Net Effect
I’m working on the proposal for my next book. As I do, I end up churning out little thought pieces. I figure I may as well share them now instead of later, and even let people participate in the formation of these ideas and arguments.
Jay Babcock at Arthur has maintained a place for me to publish these and reach a wider audience, so I’ll just excerpt and link to over there.
The first time I worked with a computer, way back in high school in the late ’70s, there was no such thing as software. To use the terminal, I had to write my own code and then input it into the computer. Only then would the computer be a typewriter, a calculator, a psychiatrist, or an elevator controller. A computer was an “anything” machine. Moreover, everything I wrote and saved—my “content”—was accessible and changeable by anyone else on the system—unless I specifically ordered otherwise. Media was no longer fixed, it was changeable. Not only ownership, but also the notion of finality itself had become arbitrary—even artificial.
Today, most of us think of computers—and all of our digital devices—in terms of the applications they offer: “What does it already do” instead of “what can I make it do?” Likewise, instead of teaching computer programming in school, we teach kids how to use Microsoft Windows. This difference is profound.
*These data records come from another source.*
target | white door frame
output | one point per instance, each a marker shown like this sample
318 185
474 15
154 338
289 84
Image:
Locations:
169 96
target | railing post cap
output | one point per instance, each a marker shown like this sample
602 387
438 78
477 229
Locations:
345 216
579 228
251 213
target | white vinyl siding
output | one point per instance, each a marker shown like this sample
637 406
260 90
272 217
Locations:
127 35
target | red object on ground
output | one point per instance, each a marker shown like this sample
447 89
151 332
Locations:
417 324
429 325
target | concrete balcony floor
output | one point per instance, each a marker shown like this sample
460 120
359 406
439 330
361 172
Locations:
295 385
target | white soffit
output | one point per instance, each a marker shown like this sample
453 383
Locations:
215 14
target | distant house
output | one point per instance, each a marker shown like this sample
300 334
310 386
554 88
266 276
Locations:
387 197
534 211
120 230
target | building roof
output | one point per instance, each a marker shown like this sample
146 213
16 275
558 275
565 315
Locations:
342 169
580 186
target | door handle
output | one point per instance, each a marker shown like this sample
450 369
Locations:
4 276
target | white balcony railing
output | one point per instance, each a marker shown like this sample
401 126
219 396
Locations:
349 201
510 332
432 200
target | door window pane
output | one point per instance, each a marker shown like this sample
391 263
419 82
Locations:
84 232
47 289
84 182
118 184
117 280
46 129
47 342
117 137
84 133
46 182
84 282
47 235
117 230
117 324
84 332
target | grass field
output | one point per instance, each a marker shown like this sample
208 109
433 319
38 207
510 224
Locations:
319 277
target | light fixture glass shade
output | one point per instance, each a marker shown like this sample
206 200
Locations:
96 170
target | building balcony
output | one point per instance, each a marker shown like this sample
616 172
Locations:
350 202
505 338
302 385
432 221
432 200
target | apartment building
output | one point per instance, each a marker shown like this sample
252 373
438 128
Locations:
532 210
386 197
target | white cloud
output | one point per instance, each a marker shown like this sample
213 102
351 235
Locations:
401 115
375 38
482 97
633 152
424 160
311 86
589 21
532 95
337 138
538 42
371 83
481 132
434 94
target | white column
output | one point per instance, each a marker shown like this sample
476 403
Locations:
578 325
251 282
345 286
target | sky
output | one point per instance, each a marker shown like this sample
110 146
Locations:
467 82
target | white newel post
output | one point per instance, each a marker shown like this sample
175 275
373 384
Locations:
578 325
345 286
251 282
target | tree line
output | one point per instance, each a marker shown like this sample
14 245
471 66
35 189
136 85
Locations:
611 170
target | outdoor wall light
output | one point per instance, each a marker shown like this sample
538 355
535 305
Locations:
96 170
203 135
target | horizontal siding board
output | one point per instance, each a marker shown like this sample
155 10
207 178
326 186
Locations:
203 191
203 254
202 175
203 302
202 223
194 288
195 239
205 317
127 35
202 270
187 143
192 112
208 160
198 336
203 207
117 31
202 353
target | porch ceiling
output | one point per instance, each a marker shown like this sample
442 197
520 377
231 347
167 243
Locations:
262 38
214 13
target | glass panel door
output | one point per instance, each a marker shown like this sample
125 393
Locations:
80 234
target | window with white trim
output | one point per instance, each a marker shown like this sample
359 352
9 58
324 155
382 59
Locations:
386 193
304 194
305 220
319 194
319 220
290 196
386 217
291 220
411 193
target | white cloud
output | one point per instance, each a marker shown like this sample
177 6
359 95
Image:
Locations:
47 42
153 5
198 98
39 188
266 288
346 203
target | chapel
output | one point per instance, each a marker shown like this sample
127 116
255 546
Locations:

It exemplifies the core difference between a society capable of thinking its way beyond its current limitations, and one destined to repeat the same mistakes until it drives itself to extinction.
Computers and networking technology present humanity with the greatest opportunity for renaissance since the invention of the 22-letter alphabet in about the second millennium BCE. But, just like then, we are squandering the opportunity.